Vous en trouverez des extraits en annexe, assez en résonnance avec la déclaration de J. Trudeau, ce qui aurait pu atténuer les ardeurs de ses adversaires.


Ces artisans de paix, nous dit Matthieu, seront eux aussi appelés fils de Dieu, sans faire de distinction entre les uns et les autres. Et s’il advient que nous mettre au service du Seigneur provoque souffrances, persécutions, insultes, calomnies, nous avons une certitude, Dieu lui-même essuiera toutes les larmes de nos yeux (v.17).


Amen !


François PUJOL

[1] Considérant que les protestants libéraux ont une part de responsabilité dans ces folies, par leur accommodement avec les institutions humaines, K. Barth développera, dans sa monumentale Dogmatique, une théologie recentrée sur les Ecritures, qui sont l’interpellation que Dieu adresse aux hommes. La seule exigence posée au chrétien étant la recherche première du Royaume de Dieu et de sa Justice (Matthieu 6,33).

[2] 1 Corinthiens 10, 23

[3] Caractère accentué par les gravures sur bois d’Albrecht Dürer aux représentations tourmentées (les 4 cavaliers).

[4] On retrouvera ce type d’écrits chez les camisards, lors de leurs persécutions par les dragons de Louis XIV, avec également le retour des prophéties (voir Isabeau Vincent de Saou, près de Bourdeaux et les « petits prophètes des Cévennes).

[5] Que l’on ne peut compter : Référence tout aussi claire à la promesse du Seigneur faite à Abraham : « J’établirai mon alliance entre moi et toi, et je te multiplierai considérablement… Tu deviendras le père d'un grand nombre de nations. » (Genèse 17,2-4).

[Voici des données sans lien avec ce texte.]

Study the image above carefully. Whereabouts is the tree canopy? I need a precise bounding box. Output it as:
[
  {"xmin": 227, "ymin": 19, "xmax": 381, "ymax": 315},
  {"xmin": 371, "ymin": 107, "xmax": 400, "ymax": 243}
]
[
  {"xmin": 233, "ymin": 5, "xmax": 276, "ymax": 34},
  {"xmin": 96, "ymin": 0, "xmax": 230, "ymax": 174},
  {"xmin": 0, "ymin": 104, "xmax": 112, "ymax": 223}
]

De la Genèse à l’Apocalypse, la boucle est bouclée.

[6] Appelées « communautés johanniques », en Asie Mineure.

[7] Ce qui a donné lieu à diverses spéculations sur les 10 tribus perdues d’Israël, dont le retour sur leurs terres d’origine annoncerait l’avènement prochain de la seconde venue du messie, dans l’ultime réconciliation de l’humanité.

[8] Expression utilisée aussi pour d’autres compagnonnages.

[9] La IIIeme République fut définitivement proclamée en 1875, à une voix près (353 voix contre 352). Elle restera en vigueur jusqu’à ce qu’elle se saborde en 1940. Ce qui fait dire que les majorités les plus courtes sont les plus solides.

[10] Avec le soutien de son directeur de l'enseignement primaire, Ferdinand Buisson, protestant libéral, Prix Nobel de la Paix (1927) : un autre artisan !

[11] En particulier en 1880 l’interdiction de la Compagnie de Jésus, la dispersion et l’expulsion des congrégations religieuses, auxquelles il était dorénavant interdit d’enseigner.